Freizeitmobilität: Die Lust am Autofahren 

Forschung aktuell, 135

11. Juni 1997

(inkl. Grafiken wenn vorhanden)

Freizeitmobilität: Die Lust am Autofahren

Bahn und öffentlicher Nahverkehr immer weniger gefragt

Illusionslose Aussichten für die Zukunft: Die automobile Freizeitlawine auf Deutschlands Straßen rollt unaufhörlich und fast grenzenlos weiter. Die wachsende Freizeitmobilität der Bundesbürger nach Feierabend und am Wochenende stellt alle Verkehrsprognosen infrage. Zwei Drittel der Tagesausflügler und Kurzurlauber sind regelmäßig mit dem Auto unterwegs. Tendenz steigend. Das Auto dominiert bei den Tagesausflüglern (1994: 63% – 1997: 67%) und ist auch bei den Kurzurlaubern konkurrenzlos (1994: 59% – 1997: 64%).Dies geht aus einer repräsentativen Vergleichserhebung des Freizeit-Forschungsinstituts der British American Tobacco hervor, in der 3.000 Bundesbürger ab 14 Jahren 1994 und 1997 nach ihrem Mobilitätsverhalten befragt wurden.

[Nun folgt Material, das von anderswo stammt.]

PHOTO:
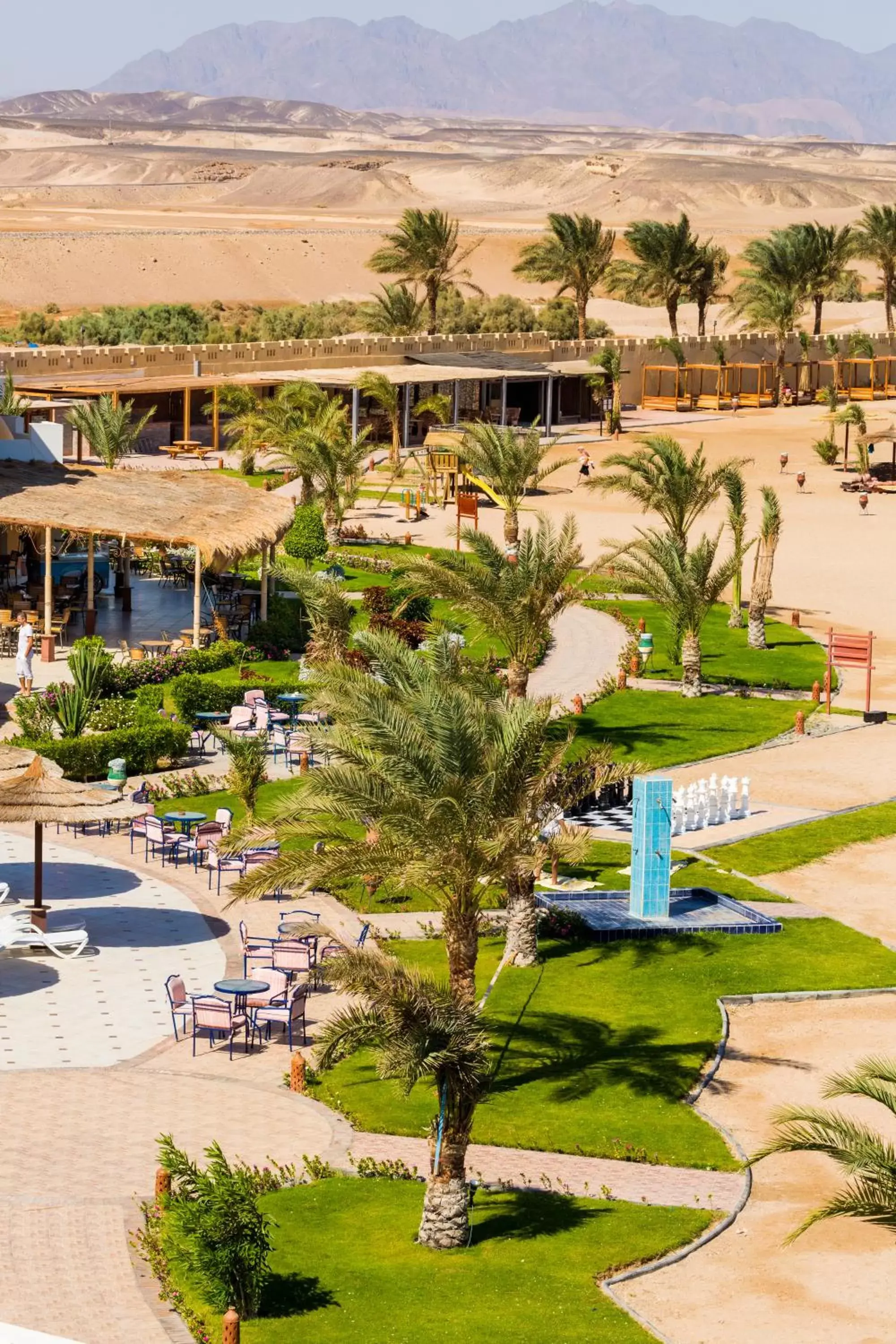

Was bisher in der Sichtweise der Verkehrspolitik als "unnützes Hin- und Herfahren" galt, empfinden die Autofahrer immer mehr als grenzenloses Freizeitvergnügen. "Die beiden Hauptziele einer klimaverträglichen Verkehrspolitik, nämlich die Verkehrsvermeidung und die Verlagerung des Verkehrs auf emissionsärmere Verkehrsträger, sind in weite Ferne gerückt", so Prof. Dr. Horst W. Opaschowski, der Leiter des Freizeit-Forschungsinstituts. "Im Freizeitverkehr spielt der Öffentliche Personennahverkehr fast keine Rolle. Und auch die Bahn verliert an Attraktivität." Nur jeder zwanzigste Bundesbürger nimmt bei seinen Tagesausflügen den ÖPNV (1994: 5% – 1997: 4%) oder die Bahn (1994: 5% – 1997: 4%) in Anspruch. Bei Kurzreisen zeichnet sich die gleiche Entwicklung ab. Die Bahn kann nicht am Trend zu Kurzreisen partizipieren (1994: 12% – 1997: 9%), während sich der Bus als Verkehrsmittel bei Kurzreisen (1994: 16% – 1997: 15%) knapp behauptet.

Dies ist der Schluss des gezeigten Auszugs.